新NISA開始を機に投資を始め、インデックス投信で順調に資産を約500万円まで増やしたユウカさん(仮名・30歳)。「お金に働いてもらうってこういうことか」「投資なんて楽勝!」と成功体験を得た彼女ですが、さらなる利益を求めて話題のテーマ株に350万円を一気につぎ込んだことで、状況は一変します。本記事では、初心者が陥りがちな「テーマ株投資の落とし穴」を紐解きながら、個別株投資で失敗しないための鉄則について、1級FPの桐山昌也氏が解説します。
オルカンだけじゃ物足りない…新NISA好調で手を出した「話題のテーマ株」
「あのときは、投資なんて楽勝と本気で思っていました。おとなしくオルカンの積立だけを続けていれば……」
大阪・梅田の高層ビルで大手企業の営業管理として働くユウカさん(仮名・30歳)は、後悔とともに自身の投資生活を振り返ります。
手取り月収は約30万円。独身で経済的にも余裕があったユウカさんは、2024年の「新NISA」開始を機に投資を始めました。毎月10万円を世界株(オルカン)のインデックス投信の積み立てに回し、貯金と投資分をあわせた資産は約500万円と、順調に増えていきました。

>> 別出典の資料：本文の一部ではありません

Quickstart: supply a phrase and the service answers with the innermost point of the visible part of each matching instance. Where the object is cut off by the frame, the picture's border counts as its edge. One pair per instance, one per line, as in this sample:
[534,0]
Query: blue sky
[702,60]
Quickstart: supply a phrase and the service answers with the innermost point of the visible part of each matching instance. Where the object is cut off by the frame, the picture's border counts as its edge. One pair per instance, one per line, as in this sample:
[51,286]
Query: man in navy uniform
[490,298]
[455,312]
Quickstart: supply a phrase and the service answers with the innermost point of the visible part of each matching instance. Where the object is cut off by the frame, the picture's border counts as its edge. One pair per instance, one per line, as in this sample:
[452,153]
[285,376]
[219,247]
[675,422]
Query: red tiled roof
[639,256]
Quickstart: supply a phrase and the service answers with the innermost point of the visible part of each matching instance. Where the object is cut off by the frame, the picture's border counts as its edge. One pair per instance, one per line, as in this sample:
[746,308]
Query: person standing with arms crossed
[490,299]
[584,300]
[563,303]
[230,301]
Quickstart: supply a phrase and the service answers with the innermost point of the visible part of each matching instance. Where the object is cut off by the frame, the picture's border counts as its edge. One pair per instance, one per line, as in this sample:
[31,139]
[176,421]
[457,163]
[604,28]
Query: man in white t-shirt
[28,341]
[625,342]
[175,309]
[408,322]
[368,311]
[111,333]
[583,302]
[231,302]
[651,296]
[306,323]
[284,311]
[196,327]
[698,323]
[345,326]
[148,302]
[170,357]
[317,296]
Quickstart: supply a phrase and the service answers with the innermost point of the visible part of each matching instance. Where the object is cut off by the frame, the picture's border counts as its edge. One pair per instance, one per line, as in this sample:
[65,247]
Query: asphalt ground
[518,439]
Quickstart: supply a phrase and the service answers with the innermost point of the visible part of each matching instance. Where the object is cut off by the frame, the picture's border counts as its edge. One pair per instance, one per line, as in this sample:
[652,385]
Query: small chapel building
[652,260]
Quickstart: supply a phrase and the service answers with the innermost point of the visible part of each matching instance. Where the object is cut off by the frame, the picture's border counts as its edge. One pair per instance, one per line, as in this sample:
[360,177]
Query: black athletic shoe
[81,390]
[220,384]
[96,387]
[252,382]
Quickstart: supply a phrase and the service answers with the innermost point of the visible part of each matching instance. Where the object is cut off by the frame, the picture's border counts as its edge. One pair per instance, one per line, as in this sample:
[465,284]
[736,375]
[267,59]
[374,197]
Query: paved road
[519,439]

「お金に働いてもらうとは、こういうことなんだ」と投資の魅力が理解できた一方、インデックス投信の積み立て投資は、能動的に自分で取引をするわけでもなく、徐々に物足りなさを感じてきました。
そして約1年前、短期間で大きく資産を増やすべく個別株投資に挑戦を始めました。
投資に関する主な情報源は、SNSやネットニュースなどでした。当時、世間は防衛関連、新型太陽電池関連、AI・半導体といったテーマ株が話題となっていました。
「テンバガー(10倍株)候補!」という見出しに胸を高鳴らせ、「みんなが買っているから間違いない」と人気ランキングの上位から数銘柄を約350万円分購入しました。
しかし、そう簡単にうまくいかないのが個別株の世界です。
海外旅行にも行けたのに…110万円の含み損を抱えた「塩漬け株」
最初は数%上昇して有頂天になりましたが、しばらくすると株価は天井を打ち急落します。下げ足は止まらず、ネット上には一転して弱気なニュースが溢れだしました。
「今売るべきか」と迷ううちに、損を確定させるのが嫌で売却タイミングを完全に逃してしまいました。
「マイナスの数字を見るたび胸が締め付けられます。これだけの金額が残っていれば、海外旅行にも行けたし、好きな服も買えたのに……」
購入後にうまく利確できた「小さな利益」もありますが、それを圧倒的に上回る「約110万円の含み損」を抱えた塩漬け株が並んでいます。ユウカさんは、なぜ自分が買うと下がるのか理解できず、精神的に苦しい日々を送っています。